Apostadas em “evoluir na gama e abordar clientes de maior valor”, na comitiva portuguesa seguem duas estreantes nesta que é a mais importante feira do setor a nível mundial. Fundada em 1987 em Cesar, freguesia do concelho de Oliveira de Azeméis pela mão do sócio Albino Vaz, a empresa A. Hernâni especializou-se no fabrico de calçado de senhora e vai mostrar na capital da moda italiana as coleções da marca Nano Shoes.
Outro stand inédito na Micam, que arrancou no domingo de manhã e só termina na quarta-feira, é o da Mitik, que exporta 92% dos sapatos casual de senhora e para crianças.
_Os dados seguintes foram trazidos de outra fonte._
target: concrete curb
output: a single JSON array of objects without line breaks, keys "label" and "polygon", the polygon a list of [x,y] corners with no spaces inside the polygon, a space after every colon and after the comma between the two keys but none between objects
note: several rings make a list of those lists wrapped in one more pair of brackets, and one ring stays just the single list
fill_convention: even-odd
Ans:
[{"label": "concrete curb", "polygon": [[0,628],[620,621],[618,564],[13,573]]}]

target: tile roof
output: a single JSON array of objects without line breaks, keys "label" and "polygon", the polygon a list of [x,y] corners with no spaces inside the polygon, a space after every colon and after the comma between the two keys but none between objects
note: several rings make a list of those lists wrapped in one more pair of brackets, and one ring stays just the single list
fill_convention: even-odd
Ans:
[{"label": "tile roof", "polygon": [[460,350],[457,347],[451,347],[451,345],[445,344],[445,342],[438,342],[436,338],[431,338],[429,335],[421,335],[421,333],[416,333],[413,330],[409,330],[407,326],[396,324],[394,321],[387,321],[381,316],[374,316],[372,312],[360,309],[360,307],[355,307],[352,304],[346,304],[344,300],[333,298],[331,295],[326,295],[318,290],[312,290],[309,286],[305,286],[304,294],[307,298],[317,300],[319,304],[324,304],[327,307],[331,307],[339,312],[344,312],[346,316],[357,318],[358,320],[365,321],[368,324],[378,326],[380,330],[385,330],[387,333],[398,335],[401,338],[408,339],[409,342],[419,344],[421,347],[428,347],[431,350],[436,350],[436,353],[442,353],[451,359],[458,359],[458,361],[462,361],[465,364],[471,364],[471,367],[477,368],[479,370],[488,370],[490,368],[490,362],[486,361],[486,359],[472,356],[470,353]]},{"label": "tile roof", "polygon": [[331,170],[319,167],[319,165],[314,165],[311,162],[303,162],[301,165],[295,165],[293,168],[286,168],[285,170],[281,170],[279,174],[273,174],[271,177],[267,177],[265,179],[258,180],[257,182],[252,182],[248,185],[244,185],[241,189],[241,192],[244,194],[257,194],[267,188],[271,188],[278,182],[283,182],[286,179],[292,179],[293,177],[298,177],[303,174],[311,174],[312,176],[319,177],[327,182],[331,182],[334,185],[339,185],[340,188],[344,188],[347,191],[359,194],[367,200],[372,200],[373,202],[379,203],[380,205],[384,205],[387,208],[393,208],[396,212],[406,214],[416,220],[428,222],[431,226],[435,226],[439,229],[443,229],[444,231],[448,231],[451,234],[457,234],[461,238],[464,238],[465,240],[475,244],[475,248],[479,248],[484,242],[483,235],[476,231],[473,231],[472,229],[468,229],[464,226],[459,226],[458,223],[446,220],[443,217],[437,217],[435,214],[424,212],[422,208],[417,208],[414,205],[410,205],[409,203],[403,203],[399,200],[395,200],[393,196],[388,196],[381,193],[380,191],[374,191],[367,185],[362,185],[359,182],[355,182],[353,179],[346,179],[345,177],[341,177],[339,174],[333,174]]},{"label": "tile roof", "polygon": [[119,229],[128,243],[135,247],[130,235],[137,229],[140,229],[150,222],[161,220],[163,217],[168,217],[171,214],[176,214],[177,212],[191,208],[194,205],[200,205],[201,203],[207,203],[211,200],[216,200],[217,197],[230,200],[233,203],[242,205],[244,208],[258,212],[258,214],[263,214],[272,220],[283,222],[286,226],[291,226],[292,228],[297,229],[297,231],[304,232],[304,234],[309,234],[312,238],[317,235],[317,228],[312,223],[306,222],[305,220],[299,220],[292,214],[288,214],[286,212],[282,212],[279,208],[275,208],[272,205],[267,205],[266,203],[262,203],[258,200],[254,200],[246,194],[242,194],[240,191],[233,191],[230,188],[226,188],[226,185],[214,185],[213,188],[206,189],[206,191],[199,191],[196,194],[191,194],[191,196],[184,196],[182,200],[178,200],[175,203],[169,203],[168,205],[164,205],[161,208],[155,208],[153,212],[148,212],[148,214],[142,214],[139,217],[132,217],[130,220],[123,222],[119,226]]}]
Sediada no município vizinho de São João da Madeira, a marca pertence à Leal & Companhia, que foi criada em 1965 pelo casal Carlos e Isabel Pinho e já tem a terceira geração da família aos comandos. Emprega 45 pessoas e produz atualmente 400 pares por dia.
No último ano, enquanto as exportações de calçado encolheram 8,2%, as vendas no exterior de artigos de pele e marroquinaria cresceram 14% para 310 milhões de euros, e nos componentes aumentaram 13,6% para 73 milhões de euros. Valores e competências que levam a associação a reforçar a lógica de fileira e encarar estes segmentos como “estratégicos” na afirmação da indústria nacional de calçado. Em preparação está uma campanha com o slogan “Portuguese Shoes Cluster”.
Paulo Ribeiro, vice-presidente da APICCAPS, sustenta que “um dos principais argumentos competitivos da indústria reside precisamente no facto de existir, num raio de 50 quilómetros da cidade do Porto, uma oferta variada de todo o tipo de componentes e de serviços à disposição das empresas de calçado”.
E numa altura em que “tanto se fala de produção de proximidade”, acrescenta o dono da Atlanta, que expandiu a fábrica de solas de borracha na Lixa, a indústria portuguesa é “uma das mais qualificadas do mundo, que se soube reinventar, evoluir técnica e tecnologicamente, e por isso está no radar das grandes marcas internacionais da especialidade”.